PDF's and Word documents that allow macros and executable code can be a fatal flaw but most of these methods of injection have been dealt with and secured.  Vulnerabilities will always exist even in a standard text email that looks innocent but opens doors you never knew existed with the simple action of a mouse click.

I use MS Security Essentials  which is good enough for most things but it like any virus software does not always tell you what is affecting your system.  I find blocking programs like internet security packages generally ask too many questions about files and eventually cause complacency in the user.  eg you get sick of making decisions about whether or not you should allow something to enter or run and you end up allowing something to run and be permanently allowed based on the app that provides the decision options.

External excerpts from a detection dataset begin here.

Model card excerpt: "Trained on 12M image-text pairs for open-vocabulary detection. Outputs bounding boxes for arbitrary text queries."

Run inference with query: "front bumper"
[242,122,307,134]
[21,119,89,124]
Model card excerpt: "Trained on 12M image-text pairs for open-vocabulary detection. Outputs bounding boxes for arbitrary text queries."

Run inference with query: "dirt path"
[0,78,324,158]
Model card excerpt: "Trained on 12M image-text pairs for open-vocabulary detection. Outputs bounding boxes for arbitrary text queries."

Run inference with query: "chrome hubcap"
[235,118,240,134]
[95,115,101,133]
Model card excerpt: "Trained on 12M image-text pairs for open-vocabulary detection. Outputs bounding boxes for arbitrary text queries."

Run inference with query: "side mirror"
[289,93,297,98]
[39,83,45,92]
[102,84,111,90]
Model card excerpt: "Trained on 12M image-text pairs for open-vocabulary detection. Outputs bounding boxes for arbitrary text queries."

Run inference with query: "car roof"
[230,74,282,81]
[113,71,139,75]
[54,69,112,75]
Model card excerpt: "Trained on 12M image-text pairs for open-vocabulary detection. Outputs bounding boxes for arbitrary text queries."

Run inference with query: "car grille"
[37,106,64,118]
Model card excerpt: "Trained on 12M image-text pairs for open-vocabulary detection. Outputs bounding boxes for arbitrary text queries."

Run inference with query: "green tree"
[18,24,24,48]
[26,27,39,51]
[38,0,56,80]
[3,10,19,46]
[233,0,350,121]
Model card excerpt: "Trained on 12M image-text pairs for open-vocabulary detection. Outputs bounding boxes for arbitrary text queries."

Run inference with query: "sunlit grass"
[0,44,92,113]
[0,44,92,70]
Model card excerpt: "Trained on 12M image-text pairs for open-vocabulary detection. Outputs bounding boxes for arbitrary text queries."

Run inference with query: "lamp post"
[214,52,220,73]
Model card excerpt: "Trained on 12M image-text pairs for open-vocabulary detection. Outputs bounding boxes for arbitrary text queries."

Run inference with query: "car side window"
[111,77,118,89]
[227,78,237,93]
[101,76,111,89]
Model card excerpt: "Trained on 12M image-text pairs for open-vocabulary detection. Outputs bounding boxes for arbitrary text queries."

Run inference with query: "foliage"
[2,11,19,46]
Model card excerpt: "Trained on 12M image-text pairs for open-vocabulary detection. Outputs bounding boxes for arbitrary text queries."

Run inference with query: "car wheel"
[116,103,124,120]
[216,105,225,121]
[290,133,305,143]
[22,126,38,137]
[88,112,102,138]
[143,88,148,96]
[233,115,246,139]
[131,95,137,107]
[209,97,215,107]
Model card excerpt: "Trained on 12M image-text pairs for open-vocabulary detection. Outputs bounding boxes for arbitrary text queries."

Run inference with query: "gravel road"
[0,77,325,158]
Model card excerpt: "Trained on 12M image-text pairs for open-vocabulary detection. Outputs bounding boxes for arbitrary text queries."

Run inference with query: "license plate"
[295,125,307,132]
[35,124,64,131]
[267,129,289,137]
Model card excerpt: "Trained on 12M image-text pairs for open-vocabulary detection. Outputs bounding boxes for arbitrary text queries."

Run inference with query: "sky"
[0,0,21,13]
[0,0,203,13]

My policy is to run a FULL scan, at least of your C drive after you have been on the web a lot, and have had a lot of popups based on your browsing activities.    1st dump the cookies and history of all browsers you use.  Then run a full scan.  Ensure the documents and files that you have received are also scanned, eg located on your data drive D.

Once you are cleared then you can proceed to access banking portals etc..   It doesnt matter what software you use  I have seen even the best ones pick up a virus at least 3-5 years after it was stored...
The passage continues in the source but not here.